Now imagine, in its rationale for siding with one party over the other, the Supreme Court unanimously ruled that the claim of ownership of the losing party was invalid because it was purchased from “an inferior race of people” who had no ownership rights to the land on which they were living and so consequently were unable to legally transfer title to another.

It seems more than a little farfetched for today’s Court to issue such a ruling.  But just under two centuries ago, our nation’s highest court actually made such a ruling – and, reflecting conventional attitudes at the time, it was received with little to no controversy.

That ruling, Johnson v. M’Intosh, was decided 191 years ago today, on February 28, 1823.

Johnson is likely familiar to most attorneys, or at least to the ones who remember their property law courses, since it is typically one of the first rulings taught to students in those classes.

For those of us who don’t remember the details of all of the cases we learned about in our first (or second) year of law school, the facts of Johnson go something like this:

In 1773 and 1775, Thomas Johnson purchased two tracts of land from Native Americans.  The land was left to Johnson’s heirs.  In 1818, William M’Intosh purchased a large swath of land from U.S. Congress.

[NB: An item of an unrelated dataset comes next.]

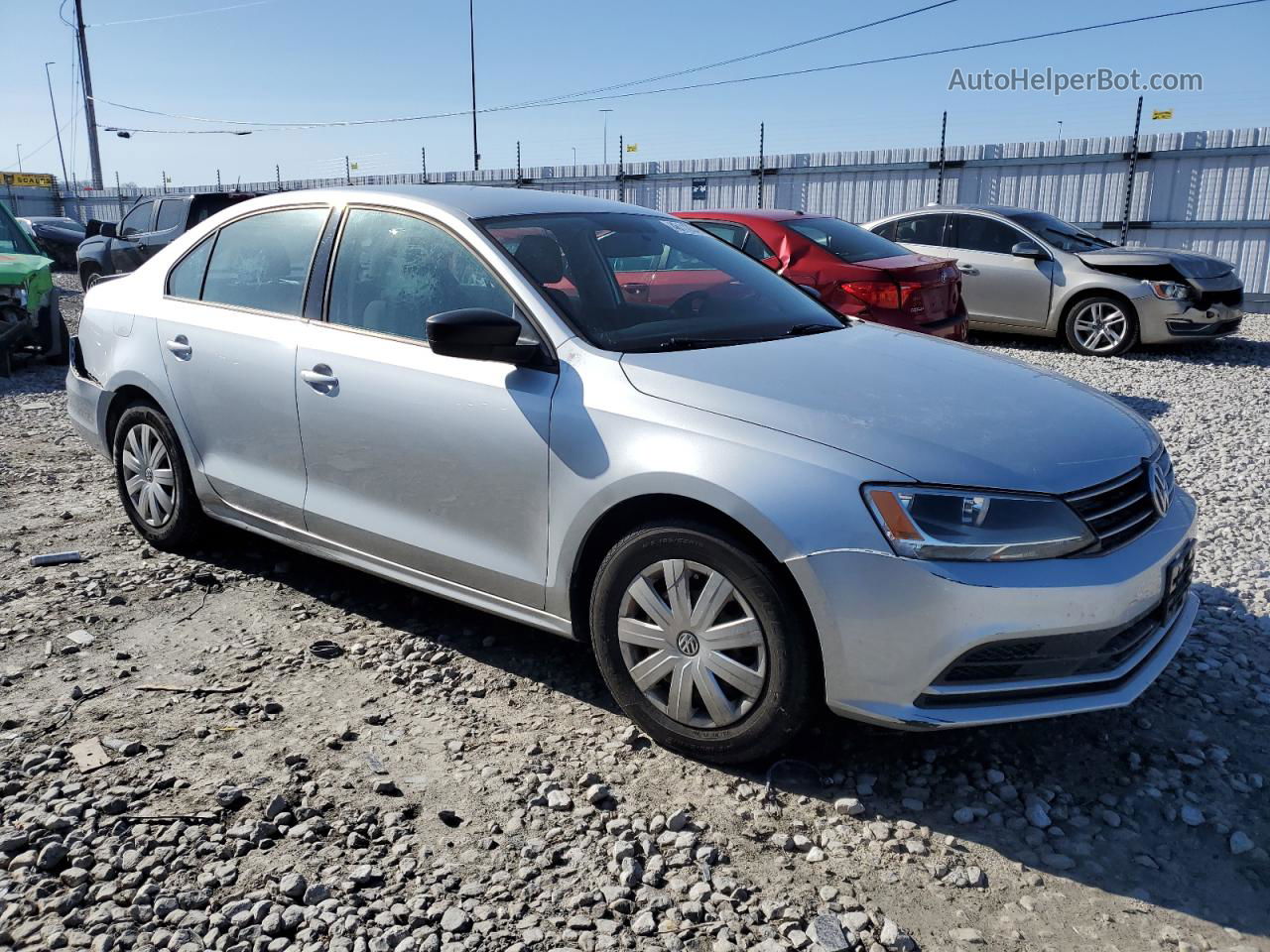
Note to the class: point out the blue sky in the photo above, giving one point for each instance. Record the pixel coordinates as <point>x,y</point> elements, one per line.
<point>321,60</point>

The two discovered that their ownership claims overlapped (although there is some evidence to suggest that this evidence was fabricated to obtain a court ruling on the matter), and Johnson’s heirs sued M’Intosh in U.S. district court to recover full ownership of the land.

The district court ruled in M’Intosh’s favor, finding that Johnson’s purchases from the Native Americans to be invalid because they were not able to convey title to begin with.

On appeal, the Supreme Court unanimously affirmed the district court, going into great detail as to the reasons why Native Americans were unable to own or convey land.

This lack of property rights was due to a principle called the “doctrine of discovery,” which gave European monarchs the right to claim sovereignty over any lands in the New World “discovered” by their subjects.  The Native peoples that were living on these “discovered” lands had a right of occupancy, but nothing more.  Furthermore, this “right” could be extinguished at any time by the U.S. government.

Why did European (and later, American) explorers have such rights to claim lands already occupied by Native Americans?

Originally, during the “Age of Discovery,” Europeans felt justified in claiming ownership over lands inhabited by Natives because the Natives’ “character and religion” gave to Europeans “an apology for considering them as a people over whom the superior genius of Europe might claim an ascendency.”

In other words, because the Natives were not Christian, and because their culture and society were quite dissimilar from their European counterparts’, Europeans felt no need to respect the ownership rights of the Natives.  According to the Court, these Europeans believed that they provided “ample compensation to the [Native peoples], by bestowing on them civilization and Christianity.”

Thus, it was because of the inherent “inferiority” of the Natives that they were unable to own or dispose of land.  Only European powers and the U.S. could claim sovereignty over the lands of the New World, and even the Natives’ occupancy rights were subject to the whims of these nations.

Clearly, attitudes about Native Americans have changed since Johnson, but that doesn’t mean that the principles underlying the ruling have changed along with them.  The case was widely cited by the Supreme Court well into the late 20th century, and the “doctrine of discovery” was cited in 2005’s City of Sherrill, New York v. Oneida Indian Nation as the basis for all land ownership in the United States today.

Of course, it is worth noting that the majority (if not all) of these court opinions do not explicitly voice support for this doctrine, but rather cite it as the longstanding basis for land ownership in the New World.

A rejection of this principle (without the substitution of an analogous principle that reached the same result) would likely lead to the mass reversion of lands back to their original respective Native inhabitants, potentially resulting in the complete loss of land over which the U.S. (and other New World nations) claim sovereignty – a result that all but the most radical of judges would want to avoid.

As such, even though opposition to the racist and ethnocentric rationales underlying the “discovery doctrine” expounded on in Chief Justice John Marshall’s Johnson opinion are near-universal today, there seems to be an unspoken, if not uncomfortable, consensus that the United States’ existence is due entirely because of this doctrine.